¡Está bien por hoy!

Aquí dentro, en este terreno de lo íntimo y lo más verdadero que tengo, afloran imborrables huellas de Dios. Muchos días me duermo sonriendo.

Ya va siendo hora de acostarse, al fin he cerrado la puerta de mi habitación, y mientras me desvisto siento como si fuera quitándome los problemas y ajetreos de hoy. Comienzo a bajar la persiana. Es uno de los mejores momentos del día, pues siento como si cerrara el kiosco de mi vida. Es el momento de terminar, se cierra el mostrador hasta mañana. Es como un grito a la ciudad —según lo fuerte que uno baje la persiana—, ¡ya está bien por hoy!

Y al fin a la cama. Llegó el momento de recogimiento por excelencia. Llevo todo el día pendiente de los demás y de lo que hay “ahí fuera”. Tras poner el despertador, momento de amarga lucidez y realismo, me acurruco en mi cama y apago la luz. Ahora lo de “fuera” va perdiendo importancia. Ahí ya no hay nada que me tenga que preocupar —al menos hasta mañana—, y es cuando, poco a poco, mi atención se vuelve hacia lugares normalmente desatendidos.

Puedo afirmar que no son más de cuatro o cinco minutos los que tardaré en dormirme —nunca he podido ser consciente para apagar el cronómetro—, pero quizá sea este tiempo privilegiado el mejor momento para estar realmente atento a lo que pasa por mi vida.
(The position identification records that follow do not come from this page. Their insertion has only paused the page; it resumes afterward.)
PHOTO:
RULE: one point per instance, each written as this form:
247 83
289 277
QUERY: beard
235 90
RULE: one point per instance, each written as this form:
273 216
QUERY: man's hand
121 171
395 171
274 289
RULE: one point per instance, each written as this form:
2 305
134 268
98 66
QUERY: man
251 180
De golpe, a oscuras, mientras el corazón y la respiración se acompasan de forma tranquila, comienzan a surgir sentimientos y sensaciones que solo la práctica nos ayuda a ordenar. A veces pienso que hemos perdido la capacidad de escuchar la resonancia de la vida. Por eso me gusta dejar que en el reposo y el silencio surjan por su peso los sentimientos que durante el día han estado soterrados. Afloran sutilmente, hay que saber mirarlos, son como susurros que pasarían fácilmente desapercibidos.

A veces pienso que hemos perdido la capacidad de escuchar la resonancia de la vida.

Es posible que sea el único momento tranquilo del día donde puedo repasar, hacer memoria y sobre todo aprender para lo que vendrá. Es el tiempo lúcido donde se delata y desvela la presencia de Dios en los acontecimientos más cotidianos. Parece que cuanto más solo y sosegado estoy, más fuerte e intensa se hace su presencia, y más claro me resulta descubrir su paso por mi día. Entonces aparecen heridas, decepciones y débiles desilusiones… con la práctica llego a poder seguirles la pista, lo que ayuda si uno se quiere tomar en serio la vida. También aparece la sensación de compañía, agradecimiento, entrega, ilusión y vida a borbotones. No puedo evitar sentir que aquí dentro, en este terreno de lo íntimo y lo más verdadero que tengo, afloran imborrables huellas de Dios. Muchos días me duermo sonriendo.